Reputation: 1413
I'm referring to this stackoverflow post:
When I build the following code, I get: "duplicate symbol for architecture x86_64". I've been googling for the past couple of hours, but have not found anything to help. Any suggestions?
#ifndef __lexer__lexer__
#define __lexer__lexer__
#include <stdio.h>
#include <string>
namespace Tag{
const int AND = -1,
OR = -2;
}
class Token{
public:
std::string Name;
std::string Type;
std::string Value;
int Tag;
Token(std::string name, std::string type, std::string value, int tag){
Name = name;
Type = type;
Value = value;
Tag = tag;
}
};
class Word : public Token{
public:
Word(std::string name, std::string type, std::string value, int tag) : Token(name, type, value, tag){}
static const Word AND;
};
const Word Word::AND = *new Word("and", "logical", "&&", Tag::AND);
#endif /* defined(__lexer__lexer__) */
The code:
const Word Word::AND = *new Word("and", "logical", "&&", Tag::AND);
Is what is giving me the problems.
Upvotes: 0
Views: 75
Reputation: 19362
The short answer is you don't want to do the definition (as opposed to the declaration) in a .h file. Your error comes when the .h file is included in more than one other file.

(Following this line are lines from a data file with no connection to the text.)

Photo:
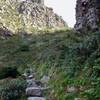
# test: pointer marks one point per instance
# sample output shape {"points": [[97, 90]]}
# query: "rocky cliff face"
{"points": [[28, 15], [87, 15]]}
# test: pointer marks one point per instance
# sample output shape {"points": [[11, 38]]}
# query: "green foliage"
{"points": [[12, 89], [70, 59], [8, 72]]}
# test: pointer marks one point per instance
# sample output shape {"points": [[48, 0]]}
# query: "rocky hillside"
{"points": [[28, 15], [87, 15]]}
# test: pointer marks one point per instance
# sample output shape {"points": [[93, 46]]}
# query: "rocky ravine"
{"points": [[28, 15], [87, 15]]}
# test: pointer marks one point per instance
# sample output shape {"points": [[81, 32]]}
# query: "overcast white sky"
{"points": [[64, 8]]}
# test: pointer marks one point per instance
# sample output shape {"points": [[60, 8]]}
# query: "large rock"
{"points": [[87, 15]]}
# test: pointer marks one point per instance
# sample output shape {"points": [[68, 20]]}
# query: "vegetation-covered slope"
{"points": [[70, 60], [18, 15]]}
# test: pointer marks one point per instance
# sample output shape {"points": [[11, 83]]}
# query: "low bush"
{"points": [[8, 72], [12, 89]]}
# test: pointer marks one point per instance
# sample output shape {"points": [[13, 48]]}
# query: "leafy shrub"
{"points": [[8, 72], [12, 89]]}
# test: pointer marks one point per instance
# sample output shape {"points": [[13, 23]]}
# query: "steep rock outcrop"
{"points": [[87, 15], [28, 15]]}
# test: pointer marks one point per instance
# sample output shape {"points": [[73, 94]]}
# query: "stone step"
{"points": [[31, 83], [36, 98]]}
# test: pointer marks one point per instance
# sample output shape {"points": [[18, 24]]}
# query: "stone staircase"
{"points": [[35, 89]]}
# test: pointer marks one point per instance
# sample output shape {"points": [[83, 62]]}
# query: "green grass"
{"points": [[67, 57]]}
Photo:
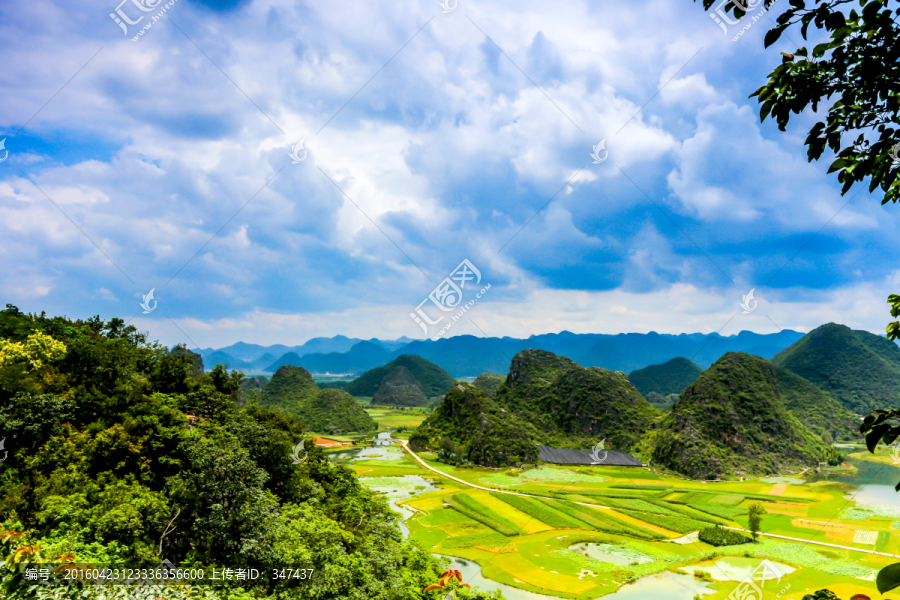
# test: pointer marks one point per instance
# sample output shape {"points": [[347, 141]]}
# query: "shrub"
{"points": [[716, 536], [679, 524]]}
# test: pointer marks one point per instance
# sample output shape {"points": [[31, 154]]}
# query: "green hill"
{"points": [[334, 412], [288, 387], [119, 451], [400, 388], [816, 409], [732, 421], [575, 406], [489, 383], [859, 369], [670, 377], [435, 381], [484, 433]]}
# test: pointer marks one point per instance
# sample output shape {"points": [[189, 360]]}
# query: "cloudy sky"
{"points": [[430, 134]]}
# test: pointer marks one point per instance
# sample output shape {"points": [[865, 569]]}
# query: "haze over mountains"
{"points": [[469, 356]]}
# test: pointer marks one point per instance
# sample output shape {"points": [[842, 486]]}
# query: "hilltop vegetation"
{"points": [[486, 433], [859, 369], [732, 421], [546, 399], [333, 411], [288, 388], [489, 383], [433, 379], [105, 465], [816, 409], [400, 388], [671, 377], [575, 406]]}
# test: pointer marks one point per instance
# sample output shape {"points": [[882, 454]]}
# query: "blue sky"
{"points": [[430, 137]]}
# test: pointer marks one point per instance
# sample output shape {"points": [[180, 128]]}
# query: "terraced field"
{"points": [[535, 542]]}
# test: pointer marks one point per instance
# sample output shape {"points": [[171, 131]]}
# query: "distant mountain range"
{"points": [[469, 356]]}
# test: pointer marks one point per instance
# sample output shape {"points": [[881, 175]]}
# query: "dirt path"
{"points": [[405, 446]]}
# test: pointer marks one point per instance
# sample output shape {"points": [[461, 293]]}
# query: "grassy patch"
{"points": [[541, 511], [476, 510], [716, 536], [487, 540], [726, 512], [602, 521], [679, 524]]}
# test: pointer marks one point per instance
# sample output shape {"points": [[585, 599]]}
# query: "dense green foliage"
{"points": [[671, 377], [474, 509], [486, 434], [434, 380], [400, 388], [755, 514], [333, 385], [489, 383], [816, 409], [334, 412], [288, 388], [573, 406], [716, 536], [731, 421], [660, 402], [859, 369], [105, 464]]}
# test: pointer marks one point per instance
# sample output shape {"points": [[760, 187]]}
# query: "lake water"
{"points": [[668, 585], [396, 489], [736, 568]]}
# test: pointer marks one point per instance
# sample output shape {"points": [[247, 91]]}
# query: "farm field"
{"points": [[392, 418], [557, 546]]}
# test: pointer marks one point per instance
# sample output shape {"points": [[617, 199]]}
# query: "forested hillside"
{"points": [[121, 451], [733, 421], [859, 369]]}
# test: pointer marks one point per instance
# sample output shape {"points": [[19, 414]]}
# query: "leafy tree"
{"points": [[106, 466], [755, 513], [858, 67]]}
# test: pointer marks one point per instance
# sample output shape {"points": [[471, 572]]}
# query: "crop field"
{"points": [[558, 541], [392, 418]]}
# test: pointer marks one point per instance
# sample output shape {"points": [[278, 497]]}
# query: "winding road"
{"points": [[405, 445]]}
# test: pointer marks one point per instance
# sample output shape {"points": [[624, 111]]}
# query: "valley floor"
{"points": [[583, 532]]}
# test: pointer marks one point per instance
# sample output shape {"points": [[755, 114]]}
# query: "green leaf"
{"points": [[888, 578], [873, 436], [891, 435], [773, 34]]}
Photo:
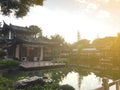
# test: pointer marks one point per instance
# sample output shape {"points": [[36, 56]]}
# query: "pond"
{"points": [[80, 79]]}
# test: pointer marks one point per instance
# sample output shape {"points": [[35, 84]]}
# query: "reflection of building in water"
{"points": [[89, 52], [22, 43]]}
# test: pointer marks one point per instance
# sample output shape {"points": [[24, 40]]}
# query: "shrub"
{"points": [[8, 63]]}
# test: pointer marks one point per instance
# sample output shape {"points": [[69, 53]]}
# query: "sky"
{"points": [[92, 18]]}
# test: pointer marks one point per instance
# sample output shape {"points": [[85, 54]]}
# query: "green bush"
{"points": [[8, 63]]}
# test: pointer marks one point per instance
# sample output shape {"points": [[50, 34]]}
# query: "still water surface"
{"points": [[80, 79], [89, 82]]}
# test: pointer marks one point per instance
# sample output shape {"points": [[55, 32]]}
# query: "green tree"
{"points": [[103, 43], [84, 43], [18, 7]]}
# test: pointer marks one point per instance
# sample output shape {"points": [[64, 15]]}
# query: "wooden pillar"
{"points": [[117, 86], [17, 52], [105, 83], [41, 53], [27, 53]]}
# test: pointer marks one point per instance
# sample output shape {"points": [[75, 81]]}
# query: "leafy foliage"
{"points": [[8, 63], [18, 7]]}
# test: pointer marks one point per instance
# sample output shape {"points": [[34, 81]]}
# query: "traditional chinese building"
{"points": [[22, 43]]}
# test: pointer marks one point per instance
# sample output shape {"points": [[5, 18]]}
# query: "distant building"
{"points": [[21, 43], [90, 51]]}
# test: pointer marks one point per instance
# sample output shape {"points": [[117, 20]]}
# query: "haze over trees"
{"points": [[19, 8]]}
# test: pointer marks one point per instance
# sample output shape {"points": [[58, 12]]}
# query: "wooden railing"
{"points": [[106, 85]]}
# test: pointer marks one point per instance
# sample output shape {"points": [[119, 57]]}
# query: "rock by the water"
{"points": [[31, 81]]}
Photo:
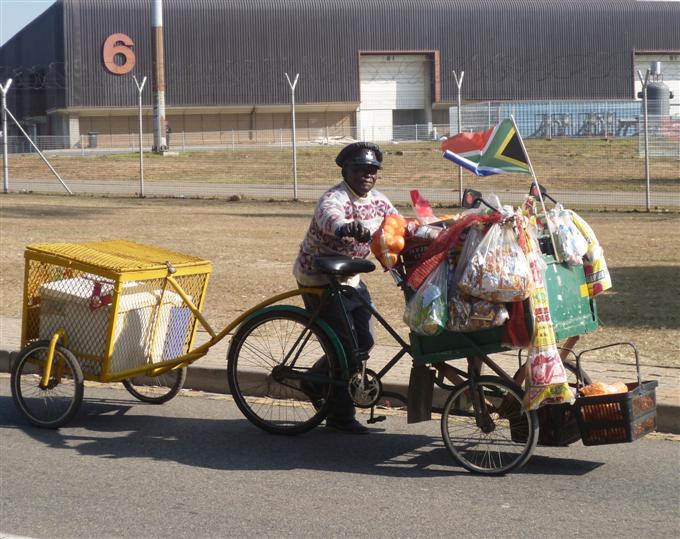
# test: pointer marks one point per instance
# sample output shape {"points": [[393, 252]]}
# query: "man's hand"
{"points": [[354, 230]]}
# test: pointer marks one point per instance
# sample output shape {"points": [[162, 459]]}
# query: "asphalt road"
{"points": [[195, 468]]}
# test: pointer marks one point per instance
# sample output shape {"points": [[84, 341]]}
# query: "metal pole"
{"points": [[5, 166], [538, 189], [292, 102], [644, 82], [459, 83], [160, 143], [140, 87]]}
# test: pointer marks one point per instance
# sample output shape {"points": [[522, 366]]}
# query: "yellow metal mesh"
{"points": [[152, 325], [116, 255]]}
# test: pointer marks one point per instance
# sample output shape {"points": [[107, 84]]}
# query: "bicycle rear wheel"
{"points": [[53, 405], [504, 442], [277, 368]]}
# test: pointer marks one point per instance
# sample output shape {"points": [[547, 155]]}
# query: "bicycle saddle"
{"points": [[343, 265]]}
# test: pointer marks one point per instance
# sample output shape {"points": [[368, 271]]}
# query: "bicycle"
{"points": [[274, 358]]}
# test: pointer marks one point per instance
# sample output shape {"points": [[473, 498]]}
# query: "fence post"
{"points": [[644, 82], [5, 166]]}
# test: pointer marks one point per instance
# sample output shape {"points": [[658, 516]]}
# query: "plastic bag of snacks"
{"points": [[571, 245], [468, 313], [471, 314], [426, 311], [388, 241], [498, 270]]}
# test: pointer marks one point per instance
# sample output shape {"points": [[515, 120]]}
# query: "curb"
{"points": [[214, 380]]}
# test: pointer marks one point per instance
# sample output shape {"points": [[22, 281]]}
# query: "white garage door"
{"points": [[670, 70], [388, 83]]}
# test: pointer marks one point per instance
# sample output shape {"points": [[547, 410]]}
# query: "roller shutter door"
{"points": [[388, 83]]}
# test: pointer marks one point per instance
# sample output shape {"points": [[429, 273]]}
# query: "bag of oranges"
{"points": [[388, 241]]}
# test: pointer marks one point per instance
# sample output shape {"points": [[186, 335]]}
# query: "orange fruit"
{"points": [[389, 260], [395, 244]]}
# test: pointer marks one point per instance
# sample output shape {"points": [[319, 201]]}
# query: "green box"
{"points": [[572, 311]]}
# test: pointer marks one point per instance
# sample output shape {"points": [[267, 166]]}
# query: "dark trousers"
{"points": [[342, 407]]}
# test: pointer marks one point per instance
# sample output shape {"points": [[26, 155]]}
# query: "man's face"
{"points": [[361, 178]]}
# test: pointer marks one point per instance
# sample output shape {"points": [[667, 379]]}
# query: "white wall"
{"points": [[387, 83]]}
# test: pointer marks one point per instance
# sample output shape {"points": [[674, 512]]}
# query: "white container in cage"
{"points": [[81, 306]]}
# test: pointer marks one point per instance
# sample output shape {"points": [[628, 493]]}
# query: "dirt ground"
{"points": [[578, 164], [252, 245]]}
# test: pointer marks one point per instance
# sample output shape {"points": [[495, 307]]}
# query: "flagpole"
{"points": [[538, 189]]}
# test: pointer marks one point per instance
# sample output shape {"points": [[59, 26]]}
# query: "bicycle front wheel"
{"points": [[498, 440], [280, 371], [156, 389], [53, 405]]}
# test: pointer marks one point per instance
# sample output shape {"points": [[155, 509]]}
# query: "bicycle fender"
{"points": [[332, 336]]}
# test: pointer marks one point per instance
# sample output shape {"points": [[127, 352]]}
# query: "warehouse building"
{"points": [[361, 63]]}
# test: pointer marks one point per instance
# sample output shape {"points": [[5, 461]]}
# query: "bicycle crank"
{"points": [[364, 390]]}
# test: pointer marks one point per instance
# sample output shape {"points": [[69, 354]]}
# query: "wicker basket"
{"points": [[618, 418]]}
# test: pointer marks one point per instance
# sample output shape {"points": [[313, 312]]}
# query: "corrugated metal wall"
{"points": [[236, 51], [34, 59]]}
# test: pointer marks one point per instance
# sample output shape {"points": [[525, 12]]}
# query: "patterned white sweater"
{"points": [[336, 207]]}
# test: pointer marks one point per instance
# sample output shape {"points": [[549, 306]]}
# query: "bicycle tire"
{"points": [[510, 443], [258, 380], [55, 405], [156, 389]]}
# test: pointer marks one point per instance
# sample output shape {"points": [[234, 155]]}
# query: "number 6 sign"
{"points": [[114, 45]]}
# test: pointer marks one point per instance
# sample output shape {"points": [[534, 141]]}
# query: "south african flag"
{"points": [[496, 150]]}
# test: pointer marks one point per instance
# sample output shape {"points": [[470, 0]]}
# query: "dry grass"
{"points": [[583, 164], [252, 246]]}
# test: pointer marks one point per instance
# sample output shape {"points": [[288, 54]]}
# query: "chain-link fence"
{"points": [[588, 153]]}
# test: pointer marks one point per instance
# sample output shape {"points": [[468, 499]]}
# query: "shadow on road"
{"points": [[103, 428]]}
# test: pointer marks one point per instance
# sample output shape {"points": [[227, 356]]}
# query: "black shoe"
{"points": [[350, 426], [314, 396]]}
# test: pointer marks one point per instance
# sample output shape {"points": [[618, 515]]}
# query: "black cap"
{"points": [[360, 153]]}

A slightly longer answer is that your *new
idiom is unnecessary and probably wastes a small amount of storage.
const Word Word::AND("and", "logical", "&&", Tag::AND);
will invoke the same constructor.
And an even longer answer is that Tag should be an enum, and you do not want to pass std::string by value. Maybe you are coming from another language: you need to learn about pass by reference and const reference.
Upvotes: 4
Reputation: 12362
The initialization code belongs in a .cc file, not in the header. In the header every compilation unit that includes it would create a new one and then the linker rightfully complains about duplicates.